Ai Grammy 2018, Kesha ha portato in scena la sua Praying ricordandoci di non fermare la lotta contro la violenza di genere. Abbiamo voluto allargare il discorso prendendo in esame anche i casi di violenze sulle donne con disabilità.
“I’m proud of who I am | No more monsters, I can breathe again” sono solo alcune delle parole contenute in Praying, singolo di Kesha pubblicato lo scorso anno a seguito del suo ultimo album Warrior (2013). Il brano è un inno a continuare la battaglia contro la violenza di genere, quella che sotterra la voce di molte donne ripetutamente colpite da abusi e maltrattamenti.
Sul palco dei Grammy 2018, l’artista americana ha ribadito con carattere e veemenza l’importanza di non tacere di fronte alla violenza, intonando la “Preghiera” assieme a Cyndi Lauper, Julia Michaelis, Camila Cabelo, Andra Dray, Bebe Rexa e al Resistance Revival Chorus. L’esibizione è poi culminata con le lacrime dell’artista e un simbolico abbraccio tra le presenti, facendo il giro del mondo e dei social network (intensificando la campagna hashtag #MeToo).
E non è un caso che sia proprio Kesha a esser diventata una delle portatrici della lotta alla violenza di genere, in quanto fu lei nel 2014 a denunciare il suo produttore discografico, Dr. Luke, di averla drogata, aver abusato emotivamente di lei e aver perpetuato molestie sessuali su di lei. Una battaglia legale che ha visto più volte andare contro le accuse presentate dalla pop star, ma che ha trovato il sostegno – anche economico – di molte colleghe, tra cui Taylor Swift.
Oggi la violenza sulle donne non è un tabù. Se ne parla, ed è un bene che l’argomento venga fuori con grande frequenza, la stessa riguardante i casi di abusi segnalati: vedi il recente caso Weinstein, che ha alzato un nuovo e consistente polverone mediatico in tutto il mondo, rendendo vana la speranza che tali atrocità fossero diminuite.

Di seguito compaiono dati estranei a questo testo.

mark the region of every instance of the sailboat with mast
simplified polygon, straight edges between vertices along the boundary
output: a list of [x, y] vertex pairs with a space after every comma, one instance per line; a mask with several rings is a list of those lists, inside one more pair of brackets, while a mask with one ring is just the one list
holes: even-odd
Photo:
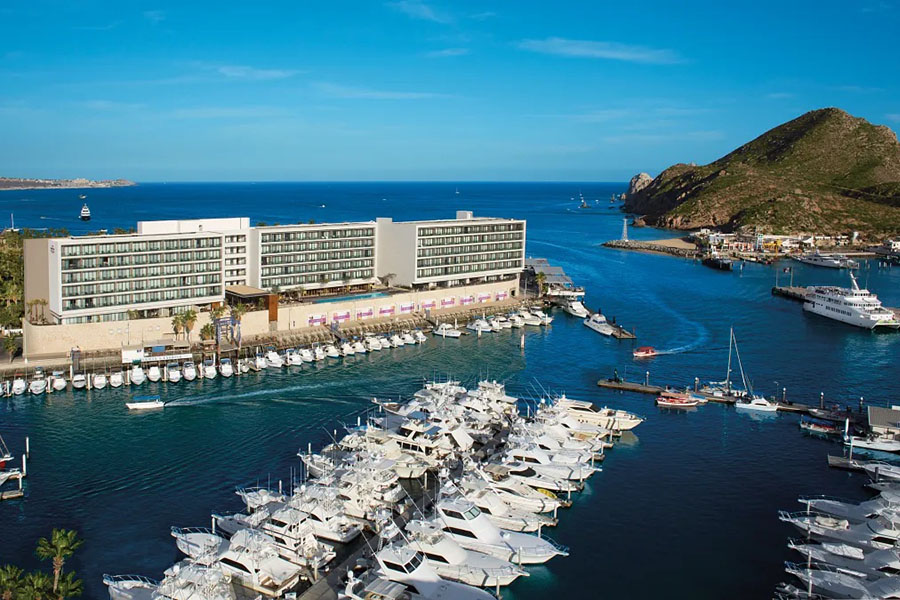
[[[757, 396], [753, 393], [753, 382], [751, 382], [746, 373], [744, 373], [744, 364], [741, 362], [741, 352], [738, 350], [737, 338], [734, 336], [734, 328], [731, 328], [731, 341], [729, 342], [729, 348], [734, 346], [734, 356], [737, 358], [738, 369], [741, 371], [741, 383], [744, 385], [744, 395], [741, 399], [737, 401], [734, 407], [737, 410], [750, 410], [755, 412], [766, 412], [766, 413], [774, 413], [778, 410], [778, 403], [771, 402], [766, 400], [762, 396]], [[731, 351], [728, 353], [728, 365], [729, 370], [731, 369]]]

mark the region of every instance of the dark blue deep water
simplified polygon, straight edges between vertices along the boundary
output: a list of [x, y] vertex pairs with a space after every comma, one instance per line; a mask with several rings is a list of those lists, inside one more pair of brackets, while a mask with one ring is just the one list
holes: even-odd
[[[455, 189], [458, 187], [459, 195]], [[601, 203], [578, 210], [582, 190]], [[754, 419], [708, 405], [673, 414], [649, 396], [596, 386], [614, 368], [656, 382], [720, 379], [734, 326], [755, 388], [790, 399], [900, 404], [900, 335], [876, 335], [803, 313], [774, 298], [776, 267], [722, 273], [667, 256], [600, 247], [617, 238], [622, 214], [609, 209], [621, 184], [146, 184], [88, 191], [94, 214], [77, 220], [73, 191], [0, 193], [0, 215], [16, 225], [87, 229], [130, 227], [139, 219], [249, 216], [288, 223], [476, 215], [528, 220], [528, 254], [558, 264], [587, 289], [588, 304], [635, 327], [638, 343], [669, 350], [650, 362], [631, 358], [631, 343], [606, 339], [558, 313], [530, 330], [524, 351], [511, 332], [482, 339], [429, 340], [301, 373], [261, 373], [159, 390], [181, 406], [128, 414], [125, 390], [0, 401], [0, 433], [21, 452], [31, 436], [24, 501], [0, 504], [0, 563], [31, 568], [34, 541], [53, 526], [86, 540], [73, 561], [86, 597], [102, 598], [102, 573], [159, 577], [178, 558], [171, 525], [207, 525], [212, 510], [236, 509], [236, 485], [289, 477], [300, 446], [320, 447], [339, 420], [372, 396], [415, 391], [435, 375], [472, 382], [490, 376], [533, 395], [538, 382], [569, 396], [646, 415], [618, 444], [561, 523], [548, 533], [571, 548], [531, 569], [505, 598], [761, 598], [785, 575], [791, 530], [776, 511], [796, 509], [800, 494], [861, 499], [859, 475], [831, 471], [832, 443], [800, 434], [797, 418]], [[320, 205], [325, 204], [325, 208]], [[634, 229], [633, 238], [672, 237]], [[846, 275], [796, 266], [795, 283], [847, 283]], [[872, 262], [863, 283], [900, 306], [900, 269]], [[140, 393], [154, 393], [153, 384]]]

Più sommerse sono le storie riguardanti le donne con disabilità vittime di maltrattamenti o che hanno riportato una disabilità a causa di abusi e percosse. Un quadro che stenta ancora a decollare, limitando un discorso d’insieme che renderebbe più allarmante il contesto attuale.

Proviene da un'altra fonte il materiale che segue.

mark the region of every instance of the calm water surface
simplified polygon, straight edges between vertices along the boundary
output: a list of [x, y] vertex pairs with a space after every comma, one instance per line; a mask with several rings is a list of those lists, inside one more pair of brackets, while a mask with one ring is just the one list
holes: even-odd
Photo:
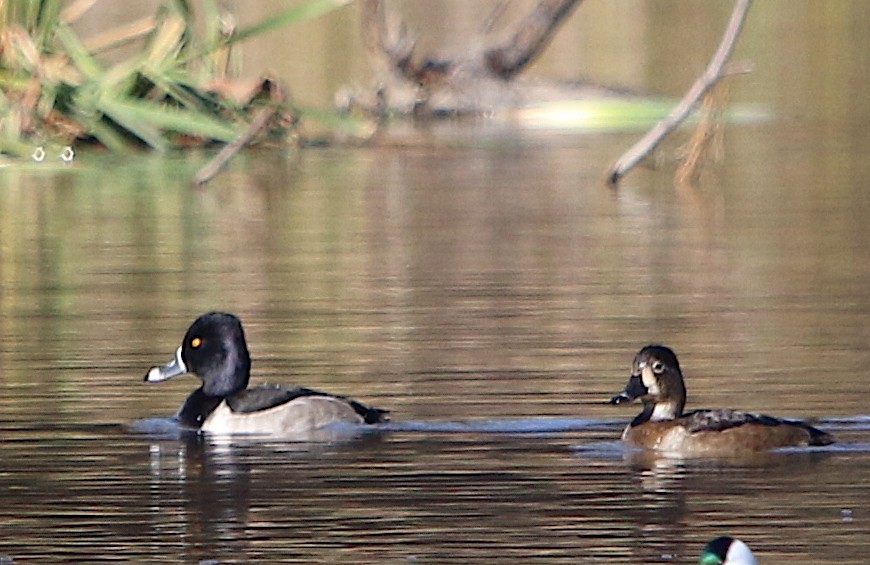
[[[681, 92], [725, 14], [642, 6], [660, 45], [594, 14], [568, 45]], [[696, 190], [667, 167], [604, 188], [636, 133], [497, 125], [263, 152], [204, 190], [196, 155], [0, 169], [0, 562], [685, 564], [729, 533], [765, 564], [866, 563], [870, 46], [867, 3], [833, 6], [757, 5], [735, 96], [774, 118], [731, 124]], [[317, 445], [161, 430], [196, 381], [142, 376], [213, 309], [242, 317], [254, 382], [393, 424]], [[689, 407], [839, 443], [623, 452], [636, 407], [604, 402], [650, 342], [680, 354]]]
[[[197, 158], [4, 172], [0, 554], [691, 563], [727, 532], [766, 563], [863, 563], [870, 196], [812, 185], [864, 166], [764, 136], [735, 128], [741, 166], [683, 192], [603, 188], [590, 163], [620, 135], [262, 154], [201, 191]], [[195, 386], [141, 378], [210, 309], [245, 321], [255, 381], [394, 424], [324, 445], [131, 430]], [[841, 442], [623, 453], [635, 408], [603, 402], [648, 342], [682, 354], [690, 406]]]

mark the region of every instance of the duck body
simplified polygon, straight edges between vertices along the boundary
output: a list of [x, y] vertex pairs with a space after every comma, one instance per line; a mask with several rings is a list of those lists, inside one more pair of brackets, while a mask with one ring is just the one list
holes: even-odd
[[152, 367], [148, 382], [185, 373], [203, 382], [185, 399], [176, 418], [188, 428], [216, 434], [267, 434], [308, 439], [334, 424], [377, 424], [387, 411], [304, 387], [260, 385], [248, 388], [251, 359], [241, 321], [211, 312], [194, 321], [175, 358]]
[[800, 421], [729, 409], [684, 413], [686, 388], [677, 356], [661, 345], [640, 350], [628, 384], [611, 403], [638, 398], [643, 411], [625, 428], [622, 439], [644, 449], [688, 457], [729, 456], [834, 441]]
[[629, 424], [622, 439], [687, 456], [739, 455], [778, 447], [827, 445], [827, 434], [804, 424], [737, 410], [696, 410], [673, 420]]
[[[378, 420], [380, 421], [380, 420]], [[366, 424], [364, 416], [343, 398], [328, 394], [300, 396], [281, 404], [239, 412], [228, 401], [221, 402], [200, 428], [219, 434], [255, 433], [299, 435], [336, 423]]]

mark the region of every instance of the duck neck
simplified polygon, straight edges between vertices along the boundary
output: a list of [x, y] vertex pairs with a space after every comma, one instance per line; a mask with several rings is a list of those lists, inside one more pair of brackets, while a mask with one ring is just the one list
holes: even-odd
[[197, 367], [196, 372], [203, 381], [203, 394], [225, 398], [248, 387], [251, 357], [247, 347], [227, 345], [222, 356], [203, 363], [201, 367]]
[[212, 396], [203, 392], [202, 387], [188, 396], [175, 417], [187, 428], [200, 428], [206, 418], [223, 402], [224, 397]]
[[650, 420], [658, 422], [661, 420], [673, 420], [679, 418], [683, 414], [683, 405], [685, 401], [669, 400], [666, 402], [656, 402], [653, 406]]
[[685, 406], [685, 404], [685, 400], [644, 402], [643, 411], [631, 421], [631, 425], [637, 426], [644, 422], [673, 420], [683, 414], [683, 406]]

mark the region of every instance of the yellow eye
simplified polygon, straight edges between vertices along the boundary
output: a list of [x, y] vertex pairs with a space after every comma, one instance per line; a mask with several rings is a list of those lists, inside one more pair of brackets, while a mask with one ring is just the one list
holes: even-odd
[[190, 340], [190, 346], [193, 347], [194, 349], [196, 349], [200, 345], [202, 345], [202, 338], [195, 337], [192, 340]]

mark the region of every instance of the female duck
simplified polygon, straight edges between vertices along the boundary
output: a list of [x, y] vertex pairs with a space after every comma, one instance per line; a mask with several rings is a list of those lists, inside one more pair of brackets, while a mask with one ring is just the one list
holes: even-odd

Secondo una rivelazione del 2013 effettuata dall’OMS (Organizzazione Mondiale della Sanità) dal titolo Global and regional estimates of violence against women: prevalence and healt effects of intimate partner violence and non-partner sexual violence, la violenza domestica è la prima causa di morte e disabilità per le donne del mondo. Inoltre, si stima che circa il 42% ha riportato ferite e danni fisici che possono aver causato disabilità permanenti. Ad ogni modo, stilare un rapporto dettagliato è quanto mai articolato. Ad esempio, la quantificazione delle disabilità temporanee o permanenti è definita tra il 40 e il 72%. Questo ampio range certifica la difficoltà di redigere un’analisi precisa, anche perché vi sono diverse tipologie di conseguenze da tenere in considerazione: disabilità fisiche causate dalle aggressioni (come paralisi, deficit sensoriali), malattie organiche (le malattie sessualmente trasmissibili) e malattie psichiche (come la depressione). Tutto ciò è confermato anche dal report Violence Against Women: an EU-Wide Survey dell’Agenzia Europea per i Diritti Fondamentali, pubblicato nel 2014 e disponibile online.

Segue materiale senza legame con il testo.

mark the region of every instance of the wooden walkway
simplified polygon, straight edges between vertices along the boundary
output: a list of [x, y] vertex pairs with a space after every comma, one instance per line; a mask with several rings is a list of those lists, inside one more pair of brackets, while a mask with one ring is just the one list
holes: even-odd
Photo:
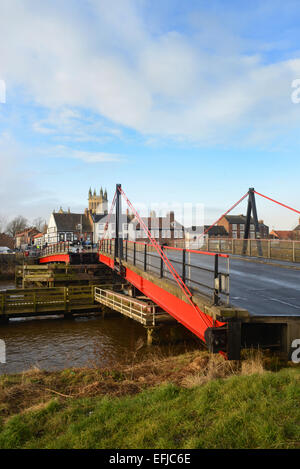
[[172, 316], [151, 300], [143, 298], [131, 298], [128, 295], [109, 289], [95, 287], [95, 300], [97, 302], [134, 319], [144, 326], [156, 326], [161, 323], [174, 322]]
[[21, 288], [63, 287], [70, 284], [113, 283], [111, 269], [101, 264], [41, 264], [16, 267], [16, 286]]
[[76, 312], [84, 314], [97, 310], [101, 310], [101, 305], [95, 301], [95, 286], [0, 291], [0, 320]]

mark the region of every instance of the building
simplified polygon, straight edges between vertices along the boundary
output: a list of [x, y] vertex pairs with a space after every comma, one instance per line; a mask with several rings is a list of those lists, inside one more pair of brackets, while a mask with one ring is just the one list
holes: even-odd
[[33, 244], [36, 247], [42, 247], [45, 244], [45, 236], [44, 233], [38, 233], [33, 237]]
[[293, 229], [293, 239], [296, 241], [300, 241], [300, 218], [299, 218], [299, 225]]
[[[226, 215], [218, 222], [218, 226], [223, 226], [228, 233], [229, 238], [244, 239], [247, 217], [245, 215]], [[254, 220], [250, 219], [249, 238], [268, 238], [269, 227], [263, 220], [259, 221], [259, 232], [255, 231]]]
[[45, 243], [85, 241], [93, 243], [93, 223], [87, 213], [53, 212], [48, 223]]
[[24, 231], [17, 233], [15, 236], [15, 247], [17, 249], [26, 249], [34, 243], [34, 236], [39, 231], [36, 228], [26, 228]]
[[258, 226], [261, 239], [268, 239], [270, 235], [269, 227], [264, 224], [263, 220], [258, 221]]
[[[165, 217], [157, 217], [155, 212], [152, 212], [150, 217], [141, 217], [141, 219], [150, 231], [152, 238], [160, 244], [184, 240], [184, 226], [175, 220], [174, 212], [168, 213]], [[135, 241], [148, 239], [147, 233], [136, 218], [129, 222], [128, 239]]]
[[[112, 214], [109, 218], [107, 214], [95, 214], [93, 215], [93, 225], [94, 225], [94, 242], [98, 243], [104, 238], [111, 239], [115, 238], [116, 236], [116, 215]], [[109, 223], [108, 223], [109, 222]], [[106, 224], [107, 230], [105, 230]], [[120, 232], [119, 236], [123, 239], [128, 239], [128, 223], [129, 218], [128, 215], [121, 215], [121, 223], [120, 223]]]
[[91, 214], [107, 214], [108, 213], [108, 199], [107, 199], [107, 190], [103, 193], [101, 187], [99, 195], [96, 194], [96, 189], [92, 193], [92, 189], [89, 190], [88, 195], [89, 202], [89, 212]]
[[209, 227], [210, 225], [191, 226], [190, 228], [185, 228], [186, 246], [199, 249], [200, 247], [204, 248], [206, 246], [207, 238], [228, 238], [228, 233], [224, 226], [213, 226], [206, 234], [204, 234]]
[[293, 230], [272, 230], [270, 238], [282, 241], [300, 241], [300, 218], [296, 228]]
[[[204, 225], [204, 232], [210, 228], [210, 225]], [[205, 236], [209, 238], [228, 238], [228, 233], [224, 226], [212, 226]]]
[[293, 235], [294, 233], [291, 230], [272, 230], [270, 233], [270, 238], [281, 241], [291, 241], [293, 239]]

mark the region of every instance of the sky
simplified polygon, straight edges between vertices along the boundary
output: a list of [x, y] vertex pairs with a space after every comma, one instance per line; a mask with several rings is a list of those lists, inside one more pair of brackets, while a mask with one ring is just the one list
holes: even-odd
[[299, 0], [1, 0], [0, 216], [117, 183], [206, 224], [249, 187], [300, 210], [299, 22]]

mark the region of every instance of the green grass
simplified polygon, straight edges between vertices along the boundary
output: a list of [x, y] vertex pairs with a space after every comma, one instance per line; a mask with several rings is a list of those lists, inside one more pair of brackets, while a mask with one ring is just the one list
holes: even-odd
[[3, 420], [0, 448], [300, 448], [299, 403], [299, 368], [54, 399]]

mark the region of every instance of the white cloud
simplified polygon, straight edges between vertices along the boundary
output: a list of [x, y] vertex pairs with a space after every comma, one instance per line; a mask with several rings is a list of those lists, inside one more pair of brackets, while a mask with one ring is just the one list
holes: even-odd
[[53, 158], [70, 158], [75, 160], [81, 160], [85, 163], [110, 163], [124, 161], [124, 155], [120, 155], [117, 153], [73, 150], [64, 145], [57, 145], [52, 148], [48, 148], [46, 150], [43, 150], [41, 153], [45, 153], [48, 157], [50, 156]]
[[53, 207], [59, 205], [54, 191], [40, 187], [38, 168], [30, 162], [22, 164], [21, 155], [26, 153], [10, 133], [0, 134], [0, 216], [6, 215], [8, 219], [19, 214], [28, 219], [47, 218]]
[[[300, 59], [265, 64], [243, 52], [224, 25], [200, 16], [193, 36], [154, 35], [141, 1], [90, 0], [85, 11], [75, 6], [71, 0], [64, 7], [4, 2], [0, 76], [8, 87], [22, 84], [52, 111], [91, 109], [147, 138], [251, 143], [299, 126], [300, 106], [290, 95]], [[61, 119], [71, 132], [77, 116], [66, 112]], [[37, 122], [34, 129], [50, 134], [53, 126]], [[85, 137], [79, 132], [77, 141]]]

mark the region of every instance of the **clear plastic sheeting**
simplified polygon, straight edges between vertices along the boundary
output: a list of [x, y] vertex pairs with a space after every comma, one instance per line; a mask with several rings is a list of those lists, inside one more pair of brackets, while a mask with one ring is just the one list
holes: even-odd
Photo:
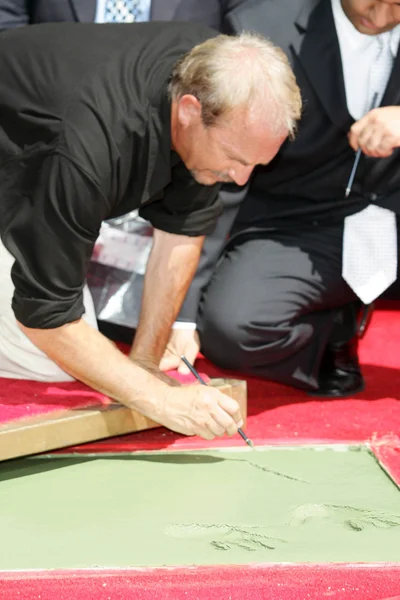
[[99, 320], [136, 328], [152, 243], [137, 210], [103, 223], [87, 278]]

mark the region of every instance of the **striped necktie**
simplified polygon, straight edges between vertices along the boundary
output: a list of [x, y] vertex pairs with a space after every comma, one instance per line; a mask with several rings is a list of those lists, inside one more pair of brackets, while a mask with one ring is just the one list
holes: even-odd
[[[390, 34], [378, 36], [378, 43], [367, 106], [371, 106], [375, 93], [379, 105], [393, 67]], [[370, 204], [345, 218], [342, 275], [364, 304], [373, 302], [396, 280], [397, 226], [393, 211]]]
[[133, 23], [142, 16], [140, 0], [107, 0], [104, 8], [105, 23]]

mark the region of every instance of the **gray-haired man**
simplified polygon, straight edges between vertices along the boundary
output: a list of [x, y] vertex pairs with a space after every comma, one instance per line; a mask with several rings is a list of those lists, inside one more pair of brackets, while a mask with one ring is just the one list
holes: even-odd
[[[0, 36], [0, 96], [0, 233], [15, 258], [0, 374], [77, 378], [176, 431], [233, 434], [236, 402], [173, 388], [157, 365], [220, 212], [216, 184], [246, 183], [299, 117], [284, 54], [181, 23], [41, 25]], [[83, 289], [102, 221], [138, 207], [155, 235], [129, 359]]]

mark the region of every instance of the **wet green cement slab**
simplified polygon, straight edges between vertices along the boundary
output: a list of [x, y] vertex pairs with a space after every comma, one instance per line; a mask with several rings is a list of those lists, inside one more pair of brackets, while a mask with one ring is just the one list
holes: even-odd
[[365, 448], [39, 457], [0, 466], [0, 569], [400, 560]]

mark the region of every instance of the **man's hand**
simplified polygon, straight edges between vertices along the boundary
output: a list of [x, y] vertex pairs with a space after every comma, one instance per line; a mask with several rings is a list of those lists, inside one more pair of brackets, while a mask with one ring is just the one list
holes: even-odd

Un altro mondo nascosto nel sottobosco delle violenze sessuali riguarda le donne con disabilità. Secondo gli ultimi dati ISTAT, il 10% rischia di subire uno stupro (4,7% per le donne normodotate), mentre la percentuale aumenta in caso di comportamenti persecutori, come lo stalking, arrivando al 21,6% (14% per le normodotate). Come mai i rischi raddoppiano in caso di disabilità? Le donne con limitazioni fisiche hanno bisogno di assistenza, di persone che le aiutino nelle faccende quotidiane. Tenuto conto che la violenza domestica perpetuata dai familiari è diffusa, possiamo quindi ipotizzare che tali abusi possano essere causati anche da persone ‘fidate’ o dagli assistenti. In occasione della scorsa Giornata contro la violenza sulle donne (si celebra ogni anno il 25 novembre), è stata evidenziata la presenza di 1.000 casi l’anno di abusi su persone con disabilità mentali e deficit motori.
“‘Cause I can make it on my own” continua il brano di Kesha. Ma è anche vero che uniti contro la violenza siamo più forti.